# Создание словаря для symspell

Создадим словарь на основе справочников профессий HH.RU и общероссийского классификатора занятий [ОК 010-2014 (МСКЗ-08)](https://data.mos.ru/classifier/7710168515-obshcherossiyskiy-klassifikator-zanyatiy?pageNumber=58&versionNumber=1&releaseNumber=1). Русскоязычная версия [ISCO08](https://esco.ec.europa.eu/en/classification/occupation_main).

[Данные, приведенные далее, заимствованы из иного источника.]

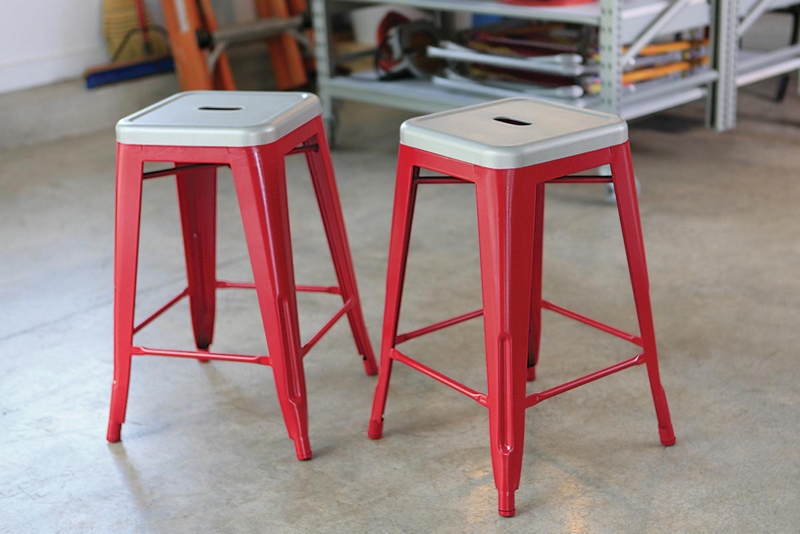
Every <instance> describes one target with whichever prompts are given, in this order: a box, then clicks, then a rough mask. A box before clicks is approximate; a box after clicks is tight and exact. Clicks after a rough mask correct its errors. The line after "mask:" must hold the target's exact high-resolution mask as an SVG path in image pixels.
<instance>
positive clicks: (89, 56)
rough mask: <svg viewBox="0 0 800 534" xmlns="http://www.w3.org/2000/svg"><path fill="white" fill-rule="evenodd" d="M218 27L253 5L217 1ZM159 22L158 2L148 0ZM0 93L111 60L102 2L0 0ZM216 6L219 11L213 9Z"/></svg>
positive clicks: (247, 17) (52, 77)
mask: <svg viewBox="0 0 800 534" xmlns="http://www.w3.org/2000/svg"><path fill="white" fill-rule="evenodd" d="M214 3H215V4H216V6H215V12H216V13H217V16H218V18H219V19H220V22H221V23H224V22H227V21H229V20H231V19H233V18H236V19H238V20H242V19H246V18H249V17H251V16H252V14H253V11H254V10H253V4H252V0H215V2H214ZM146 4H147V7H148V8H149V9H150V13H151V14H152V16H153V18H154V19H155V21H156V22H161V21H162V20H163V17H162V16H161V4H160V0H147V1H146ZM0 6H2V9H0V93H7V92H10V91H17V90H20V89H25V88H28V87H36V86H39V85H46V84H50V83H53V82H57V81H60V80H65V79H70V78H78V77H80V76H81V74H82V73H83V71H84V70H85V69H86V68H88V67H91V66H94V65H99V64H102V63H106V62H108V61H109V59H110V58H109V55H108V52H107V51H106V48H105V43H104V42H103V37H102V33H101V28H102V9H101V6H102V0H0ZM217 6H218V7H217Z"/></svg>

Для каждого слова внесем в словарь все словоформы.

## Загрузка библиотек

In [20]:
import pandas as pd
import re

In [21]:
from symspellpy import SymSpell, Verbosity
import pymorphy2

In [22]:
from nltk.tokenize import word_tokenize
from nltk import download
from nltk.corpus import stopwords
download('punkt')
download('stopwords')

[nltk_data] Downloading package punkt to
[nltk_data]     /Users/dkharitonov/nltk_data...
[nltk_data]   Package punkt is already up-to-date!
[nltk_data] Downloading package stopwords to
[nltk_data]     /Users/dkharitonov/nltk_data...
[nltk_data]   Package stopwords is already up-to-date!


True

In [23]:
import sys
sys.path.append('../')
from src import drop_stopwords, tokenize_drop_punkt

In [24]:
MA = pymorphy2.MorphAnalyzer()

## Загрузка данных

In [25]:
isco08 = pd.read_csv('../datasets/external/ok-010-2014_ISCO-08_ru.csv', encoding = 'cp1251', sep=';')
roles = pd.read_csv('../datasets/external/hh_prof_roles.csv')
specialities = pd.read_csv('../datasets/external/hh_prof_specializations.csv')

## Функции

In [26]:
def morh_analyse(word: str) -> list:
    result = []

    phrase = MA.parse(word)[0]
    tag = phrase.tag
    if 'LATN' in tag:
        result = [word]
    else:
        result = [p.word for p in phrase.lexeme]

    return result

## Формирование словаря

In [31]:
docs = []
text = (isco08.NAME.to_list() 
        + roles.category_name.to_list() 
        + roles.prof_name.to_list()
        + specialities.category_name.to_list()
        + specialities.prof_name.to_list())

for sentence in text:
    tokens = drop_stopwords(tokenize_drop_punkt(sentence))
    for token in tokens:
        docs += morh_analyse(token)

dictionary = pd.Series(docs, name='term').value_counts().reset_index(level=0)
dictionary.columns = ['term', 'count']

Объединим словарь профессий со словарем symspell.

In [32]:
symdict = pd.read_csv('../models/symspell/ru-100k.txt', sep=' ', header=0)
symdict.columns = ['term', 'count']

In [67]:
merged_dict = symdict.merge(dictionary, how='outer', on='term', suffixes=('sym', 'prof'))


In [68]:
merged_dict.countsym.fillna(0, inplace=True)
merged_dict.countprof.fillna(0, inplace=True)
merged_dict['countprof'] *= 45000
merged_dict['count'] = (merged_dict['countsym'] + merged_dict['countprof']).astype('int')
merged_dict.drop(['countsym', 'countprof'], axis=1, inplace=True)

In [69]:
merged_dict.sort_values(by='count', ascending=False).to_csv('../models/symspell/professions.txt', sep=' ', header=False, index=False)

## Проверка загрузки

In [2]:
sym_spell = SymSpell(max_dictionary_edit_distance=3, prefix_length=7)
dictionary_path = '../models/symspell/professions.txt'
sym_spell.load_dictionary(dictionary_path, 0, 1)

True

In [7]:
input_term = 'инжинер'
suggestions = sym_spell.lookup(input_term, Verbosity.CLOSEST, include_unknown=True)

In [8]:
for suggestion in suggestions:
    print(suggestion)

инженер, 1, 25


## Вывод

Мы создали и сохранили словарь для исправления опечаток в названиях профессий.